File Storage

Overview

It is almost guaranteed that researchers will need to store a large amount of data.  This guide discusses the various storage options available to researchers.

Contents

Two Types of Storage for Researchers

Research often requires large amounts of data and usually with very fast throughput.   Research IT provides two types of storage:  

Large Scale Storage (LSS) 

The Large Scale Storage system is intended for storing large quantities of research data.  The cost is currently $40 per terabyte per year.   Research groups, colleges or departments buy the amount of storage they need.  See this detailed guide to LSS for additional details.  Although users can access the LSS to transfer data to and from the cluster, the LSS data is not accessible by the Nova compute nodes.  Hence, LSS cannot be used by compute jobs on the cluster.

High Performance Computing Storage

For users on the Nova cluster there are several storage options available described below.

Home Directories

Every user on the cluster has a home directory with a path of /home/<username> where <username> is the ISU NetID.    Linux requires every user to have a home for storing certain configuration files.   However, the home directories are given a maximum size of 10GB which is not large enough to store research data.  Users should make every effort to store their data under the Work storage or ptmp locations.  

Reducing Home Directory Storage on Nova:   Some applications keep data in a user's home directory by default.  This can inadvertently lead to a user filling up their home directory.  See this guide for instructions for moving certain directories to your /work or /ptmp directory.

HPC Work Storage

Work storage is high-performance storage that is purchased by individual research groups.  An individual group gets a data directory assigned to them with the path  /work/<group> where <group> is the group name.   This storage is accessible over the high speed of the Nova HPC cluster and provides the best overall combination of performance, capacity, and data retention.   The group PIs determine who can access the data.  This is the standard storage option used by most  HPC groups.  

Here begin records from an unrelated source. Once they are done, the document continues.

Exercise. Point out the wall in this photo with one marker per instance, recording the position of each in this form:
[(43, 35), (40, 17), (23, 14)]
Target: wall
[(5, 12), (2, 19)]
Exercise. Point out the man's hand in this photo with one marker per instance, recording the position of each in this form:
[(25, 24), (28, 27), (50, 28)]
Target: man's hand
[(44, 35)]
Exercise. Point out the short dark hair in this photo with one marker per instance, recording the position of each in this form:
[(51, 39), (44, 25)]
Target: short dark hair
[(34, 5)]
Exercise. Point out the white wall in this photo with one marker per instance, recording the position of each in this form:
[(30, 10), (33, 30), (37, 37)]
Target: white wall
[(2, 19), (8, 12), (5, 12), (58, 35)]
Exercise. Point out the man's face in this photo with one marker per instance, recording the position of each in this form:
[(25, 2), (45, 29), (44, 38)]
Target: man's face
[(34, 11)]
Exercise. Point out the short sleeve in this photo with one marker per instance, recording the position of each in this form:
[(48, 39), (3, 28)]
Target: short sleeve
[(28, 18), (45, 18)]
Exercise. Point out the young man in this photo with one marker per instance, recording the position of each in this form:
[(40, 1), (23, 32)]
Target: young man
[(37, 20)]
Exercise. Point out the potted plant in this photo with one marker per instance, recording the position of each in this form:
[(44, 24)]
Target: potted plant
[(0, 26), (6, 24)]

Purchasing Work Storage:  The cost of work storage $130 per terabyte with snapshots, or $75 per terabyte without snapshots.   Snapshots allow files that were accidentally removed or changed to be more easily recovered.   The form for purchasing work storage is available here.

Finding Your Work Directory:  Each group has a directory shared by all members of the group (and only that group).  These directories are links under the directory /work. Issue "ls /work/" to see all group directories. Unless you're in the LAS group, "cdw" command will cd to /work/<your_group_working_directory>/<NetID> . ("cdw" will also create directory <NetID> in /work/<your_group_working_directory> if it does not exist).

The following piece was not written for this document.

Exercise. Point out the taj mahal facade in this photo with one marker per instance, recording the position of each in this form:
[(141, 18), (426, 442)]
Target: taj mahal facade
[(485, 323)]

To find your group, issue the "groups | grep nova" command. Normally groups will have names its-hpc-nova-<NetID>, where <NetID> is NetID of the PI for this group. LAS users can cd to /work/LAS/<PI_name>-lab .

Group working directories are available on all nodes, and any user in the group can create files there using the group's quota. Group quota for this space is based on the shares for the group and can be seen at login. The usage and quota can also be found in the file /work/<your_group_working_directory>/group_storage_usage which is updated once every hour.

Work Directory Snapshots:  The group working directories are backed up daily using ZFS snapshots. The snapshots contain the previous version of a file, or in the case of a deleted file, the last version of it.  Use of snapshots allows to do incremental backups based on the these snapshots, which is needed because there are several millions of files on each server. The snapshots are also for filesystem consistency, as the file can be reverted to the previous version by the filesystem admin. The snapshots are copied to a backup storage and are deleted from the primary storage after 5 days. The snapshots on the primary storage use group allocation. That means that removing files frees up space only after 5 days.

The ZFS on the storage servers uses automated compression, so users can actually store more data in the same amount of physical space. The compression ratio depends on the data. Autocompression not only saves space, but also improves performance. However any file system will perform worse when it's close to being full. For this reason the group's PI will receive an email when group's data usage is over 70% quota. It's a good practice to keep file system less than 70% full.

HPC ptmp

The /ptmp file system is available to all HPC users at no cost.  This storage is intended as temporary high performance storage used by computational jobs.  Users can create their own directory under /ptmp  as needed.  Directories created under /ptmp are only intended to be kept for short periods of 6 to 8 weeks.  Note that for tar files, one should use the -m flag when untaring files, so that files would have the date they were untared and not the date at which the author of the tar file created them.

HPC classtmp

All students in a class registered to use the cluster are given a file storage directory with the path /work/classtmp/<username>, where <username> is the ISU NetID.  

Temporary Local Storage ($TMPDIR)

Computational jobs can take advantage of relatively fast but temporary storage available on compute nodes.  The amount available is typically between 1 and 1.5 terabytes.  The actual path of the storage is assigned to the variable $TMPDIR by the Slurm job scheduler on the cluster.    Note that the directory at $TMPDIR will disappear at the conclusion of your job.  Any data which is not copied out of $TMPDIR cannot be recovered after your job has finished.

File Transfers

When transferring files to or from nova storage please use the Data Transfer Node, novadtn.its.iastate.edu.  All of the storage options are available there and it will help keep the head node from becoming overburdened.